Lest this be dismissed as an overly rosy assessment, the usual list of problems remains. Successive governments have failed to provide basic infrastructure, leaving Iraq with major shortages of water and electricity. Corruption—exemplified in, but by no means limited to the recent $2.5 billion “heist of the century”—remains unsustainably high. Iran’s malign influence in the country, though often overstated, is nonetheless very real. The state has difficulty maintaining a monopoly on armed force, with party militias thriving all the way from the Kurdish north to the Shia south. Finally, the threat of violence within Iraq has shifted from conflict between Sunni, Shia, and Kurd to conflict within the Sunni, within the Shia, and within the Kurds. Tensions between the two major Kurdish parties in the north are as hot as they have been since the Iraqi Kurdish civil war of the mid 1990s, while the Arab Shia saw brief fighting between the Sadrists and the established “Framework” parties around government formation in August of last year.

The inability to understand Iraq in its current form also emphatically extends to the U.S. government. While the engagement of current U.S. Ambassador Alina Romanowski is a breath of fresh air, both the U.S. military and its diplomats labor generally from behind walls and checkpoints that make them inaccessible, and the Iraqi people inaccessible to them.

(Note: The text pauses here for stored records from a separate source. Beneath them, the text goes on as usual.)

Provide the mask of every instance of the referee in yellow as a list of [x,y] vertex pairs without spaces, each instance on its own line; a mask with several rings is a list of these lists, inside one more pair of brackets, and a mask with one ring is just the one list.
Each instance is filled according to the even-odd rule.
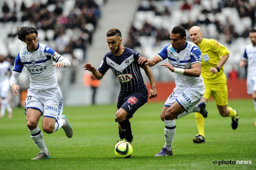
[[[189,30],[191,41],[197,45],[202,52],[202,72],[205,90],[202,100],[207,102],[211,96],[215,101],[221,115],[231,117],[232,129],[238,125],[237,111],[227,107],[227,78],[223,67],[229,56],[229,51],[224,46],[213,39],[203,38],[199,27],[194,26]],[[194,143],[204,143],[204,118],[198,113],[195,114],[199,134],[193,139]]]

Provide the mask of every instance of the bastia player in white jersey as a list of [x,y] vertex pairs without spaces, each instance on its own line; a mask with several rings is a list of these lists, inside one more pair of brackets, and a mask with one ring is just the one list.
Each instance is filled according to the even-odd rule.
[[[249,37],[252,43],[246,46],[239,66],[240,67],[244,67],[247,62],[247,93],[252,95],[256,111],[256,30],[254,28],[251,29]],[[256,118],[254,125],[256,126]]]
[[72,128],[66,116],[62,115],[63,101],[54,68],[69,67],[70,62],[53,49],[39,43],[35,28],[22,27],[17,35],[27,46],[16,57],[10,84],[14,96],[17,96],[19,87],[17,80],[23,67],[26,67],[30,81],[25,102],[27,125],[31,137],[40,150],[32,159],[50,158],[38,124],[43,115],[42,126],[45,132],[52,133],[61,127],[68,137],[72,137]]
[[12,115],[12,109],[7,99],[10,86],[9,79],[11,74],[11,63],[4,60],[4,57],[0,55],[0,102],[1,103],[0,118],[3,118],[5,109],[7,109],[8,117],[11,119]]
[[200,113],[205,118],[208,116],[206,104],[204,101],[199,102],[205,89],[201,75],[201,51],[196,45],[186,41],[186,37],[184,28],[175,26],[170,36],[170,44],[153,58],[141,57],[138,61],[139,64],[145,63],[152,67],[168,58],[169,63],[160,65],[174,73],[176,87],[166,100],[160,116],[165,125],[165,144],[155,156],[172,155],[172,143],[176,131],[175,119],[195,112]]

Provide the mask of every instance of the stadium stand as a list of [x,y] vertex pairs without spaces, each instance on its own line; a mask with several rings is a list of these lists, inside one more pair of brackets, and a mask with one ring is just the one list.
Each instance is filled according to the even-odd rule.
[[[256,2],[247,0],[187,0],[140,1],[129,32],[125,46],[134,48],[142,55],[153,57],[170,43],[170,33],[176,25],[188,30],[199,26],[205,38],[217,40],[230,51],[230,57],[224,65],[225,73],[238,64],[245,45],[250,43],[248,28],[255,26]],[[241,47],[238,48],[238,47]],[[173,75],[158,66],[154,75],[164,72],[169,76],[156,76],[158,81],[169,81]],[[240,77],[244,71],[240,70]]]
[[[197,25],[202,29],[204,37],[218,40],[229,50],[230,56],[224,65],[227,76],[233,68],[238,71],[240,78],[244,77],[245,70],[240,69],[238,64],[244,47],[250,42],[248,29],[255,26],[254,1],[131,0],[128,3],[117,0],[1,0],[0,54],[9,58],[13,64],[24,46],[17,38],[17,30],[23,25],[36,27],[39,42],[56,50],[71,62],[71,69],[65,72],[57,70],[61,88],[64,89],[63,97],[67,97],[67,102],[70,105],[83,104],[87,103],[86,99],[77,97],[82,90],[86,90],[80,79],[83,77],[82,64],[85,62],[96,67],[99,65],[108,50],[104,36],[107,30],[119,28],[124,46],[151,57],[170,44],[170,33],[174,26],[180,25],[185,28],[189,40],[188,29]],[[113,6],[115,13],[120,15],[112,12]],[[159,65],[152,68],[156,80],[174,80],[173,74]],[[24,89],[28,87],[26,71],[23,71],[18,80]],[[112,102],[112,98],[115,98],[112,94],[115,83],[112,73],[107,73],[102,80],[99,93],[106,97],[99,99],[99,103]],[[162,74],[166,75],[161,76]],[[62,78],[63,75],[66,79]],[[146,81],[145,75],[143,77]],[[105,90],[106,88],[111,90]]]

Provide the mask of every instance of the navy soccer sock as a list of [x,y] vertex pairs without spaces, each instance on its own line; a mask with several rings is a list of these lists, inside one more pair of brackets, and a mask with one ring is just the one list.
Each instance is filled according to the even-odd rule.
[[[126,118],[122,122],[118,122],[121,126],[121,129],[123,130],[125,135],[125,139],[128,142],[130,142],[132,140],[132,135],[131,134],[131,123],[128,119]],[[120,133],[119,133],[120,135]]]

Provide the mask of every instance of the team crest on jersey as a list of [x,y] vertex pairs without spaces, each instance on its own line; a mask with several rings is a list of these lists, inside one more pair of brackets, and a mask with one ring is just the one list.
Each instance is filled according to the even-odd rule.
[[125,64],[128,65],[130,64],[130,61],[129,60],[129,59],[127,59],[125,60]]
[[136,103],[138,101],[138,99],[136,98],[135,97],[131,96],[130,97],[130,98],[129,98],[129,99],[128,99],[128,103],[130,103],[132,105]]
[[27,51],[22,52],[22,55],[26,55],[27,54],[28,54],[28,52]]
[[117,78],[122,83],[129,82],[132,79],[133,77],[131,74],[122,74],[117,75]]
[[32,64],[34,66],[35,64],[35,61],[33,60],[31,60],[31,63],[32,63]]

In one of the more amusing ironies of the U.S. history with Iraq, the U.S. embassy sits behind a checkpoint, guarded by the Iraqi military, through which a U.S. passport will not secure entry. So for even a U.S. citizen to access their own embassy is complicated, unless you’ve been in-country long enough to “make connections.” Personal contact between the U.S. government in Iraq and all but the highest crust of the Iraqi elite remains infrequent, despite the presence of 2,500 American service members around the country. As I have told successive U.S. ambassadors to Baghdad, in the absence of this contact by government officials, Americans who do visit have their opinions highly sought after. Iraqi officials seem to assess that even dated and perhaps biased information is better than no information. That there is so little official conflict that these workarounds remain necessary further illustrates the dearth.

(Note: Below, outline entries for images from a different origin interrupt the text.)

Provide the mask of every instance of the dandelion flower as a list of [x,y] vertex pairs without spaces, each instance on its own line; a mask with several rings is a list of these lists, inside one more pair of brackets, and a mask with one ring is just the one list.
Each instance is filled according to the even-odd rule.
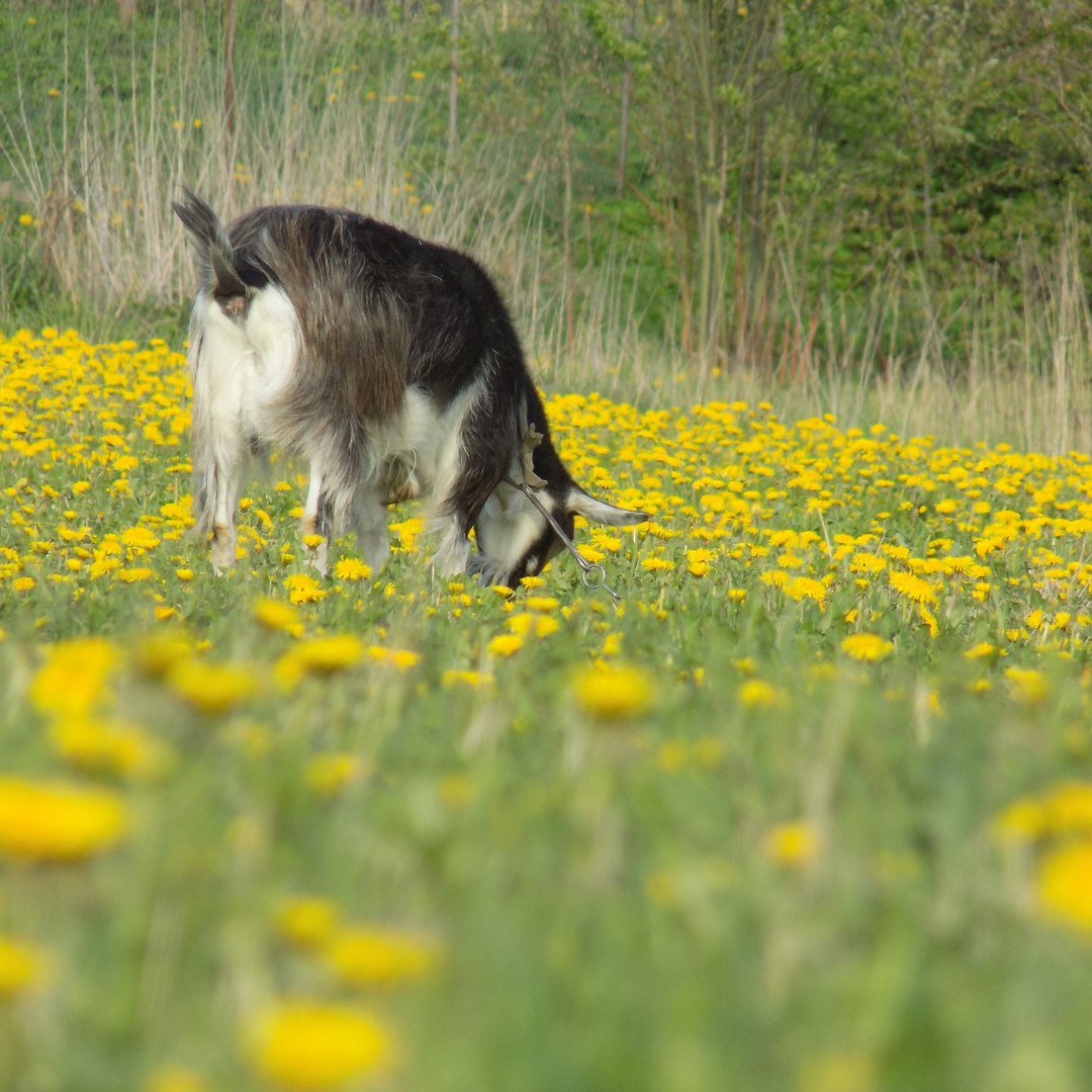
[[334,934],[324,961],[354,986],[394,986],[431,974],[440,952],[430,937],[405,929],[352,928]]
[[215,715],[234,709],[254,691],[254,676],[236,664],[181,660],[167,673],[167,686],[199,713]]
[[118,658],[98,637],[55,644],[31,684],[31,702],[44,713],[85,713],[103,698]]
[[27,860],[82,860],[126,833],[129,811],[107,788],[0,778],[0,853]]
[[765,855],[781,865],[803,868],[819,854],[819,835],[805,820],[774,827],[762,841]]
[[598,721],[638,716],[652,705],[649,675],[629,664],[597,665],[581,672],[573,681],[580,708]]
[[1047,853],[1040,865],[1037,888],[1049,917],[1092,931],[1092,840]]
[[337,905],[330,899],[296,895],[285,899],[277,911],[277,929],[299,948],[319,948],[337,927]]
[[37,945],[0,934],[0,998],[15,997],[40,986],[49,958]]
[[842,641],[842,651],[851,660],[885,660],[894,645],[878,633],[851,633]]
[[394,1054],[391,1033],[371,1013],[308,999],[254,1012],[242,1042],[251,1066],[290,1092],[323,1092],[373,1076]]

All the assessments of Iraq’s importance in the world that led to the tragedies of 2003 remain correct. Iraq sits geographically at the important crossroads of ethnicity and sect in the region and continues to be a major and growing oil producer. Iraq’s current geopolitical weakness—driven primarily by a lack of institutional capacity—accentuates the power of its neighbors in the absence of their traditional counterbalance, permitting them more room to interfere in Iraq and elsewhere. The tired debates about whether the undeniable good of removing Saddam Hussein was worth the U.S. blood and treasure, the geopolitical vacuum that empowered Iran and others, the suffering of the Iraqi people and the damage to U.S. soft power is not one that will be solved today. But all that said, in Iraq—unlike Afghanistan, Libya, and Syria—there is something good happening here that could be built on and nurtured. And yet just at the moment when Iraq could become a friend, the United States seems to have moved on. 

 Without discounting the need to focus on China and Ukraine, fully enabling the relationship between Iraq and the United States remains an unfinished project, characterized by mutual misunderstanding. I have no easy answers for this multi-layered mutual inability to grasp the other, though more exchanges of any kind—cultural, artistic, educational—would certainly help.

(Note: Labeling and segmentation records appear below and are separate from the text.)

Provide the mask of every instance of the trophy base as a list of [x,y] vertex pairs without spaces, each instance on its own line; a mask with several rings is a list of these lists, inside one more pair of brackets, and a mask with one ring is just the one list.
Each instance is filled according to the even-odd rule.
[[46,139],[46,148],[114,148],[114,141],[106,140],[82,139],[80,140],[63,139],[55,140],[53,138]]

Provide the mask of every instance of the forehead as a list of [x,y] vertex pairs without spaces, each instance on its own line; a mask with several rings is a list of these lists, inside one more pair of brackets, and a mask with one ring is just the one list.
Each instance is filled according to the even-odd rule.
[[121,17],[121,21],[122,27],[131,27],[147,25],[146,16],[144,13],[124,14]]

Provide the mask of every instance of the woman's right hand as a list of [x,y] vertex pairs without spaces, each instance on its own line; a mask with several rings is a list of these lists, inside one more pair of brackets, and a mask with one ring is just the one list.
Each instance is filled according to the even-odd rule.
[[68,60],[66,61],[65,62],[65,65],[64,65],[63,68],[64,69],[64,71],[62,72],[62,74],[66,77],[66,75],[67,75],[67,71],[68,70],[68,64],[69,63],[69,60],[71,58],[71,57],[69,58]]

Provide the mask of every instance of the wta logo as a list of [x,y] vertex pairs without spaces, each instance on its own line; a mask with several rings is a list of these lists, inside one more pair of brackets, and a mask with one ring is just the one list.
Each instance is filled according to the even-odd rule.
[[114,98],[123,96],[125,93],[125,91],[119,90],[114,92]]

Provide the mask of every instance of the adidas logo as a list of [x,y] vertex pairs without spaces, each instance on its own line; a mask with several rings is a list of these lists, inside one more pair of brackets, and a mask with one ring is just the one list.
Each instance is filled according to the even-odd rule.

Why Iraq is not marketing tours of “biblical” Ur, Babylon, and Nineveh to American Christians boggles my mind. But an understanding that our seeming familiarity with Iraq, whether from the news or a tour in combat, is largely illusory would be a good first point of reference. The first step is realizing we have a problem.

Douglas Ollivant is a senior fellow at the Foreign Policy Research Institute (FPRI) and a former director for Iraq at the National Security Council. He is a retired Army officer and a veteran of the 2004 battles of Najaf Cemetery and Second Fallujah.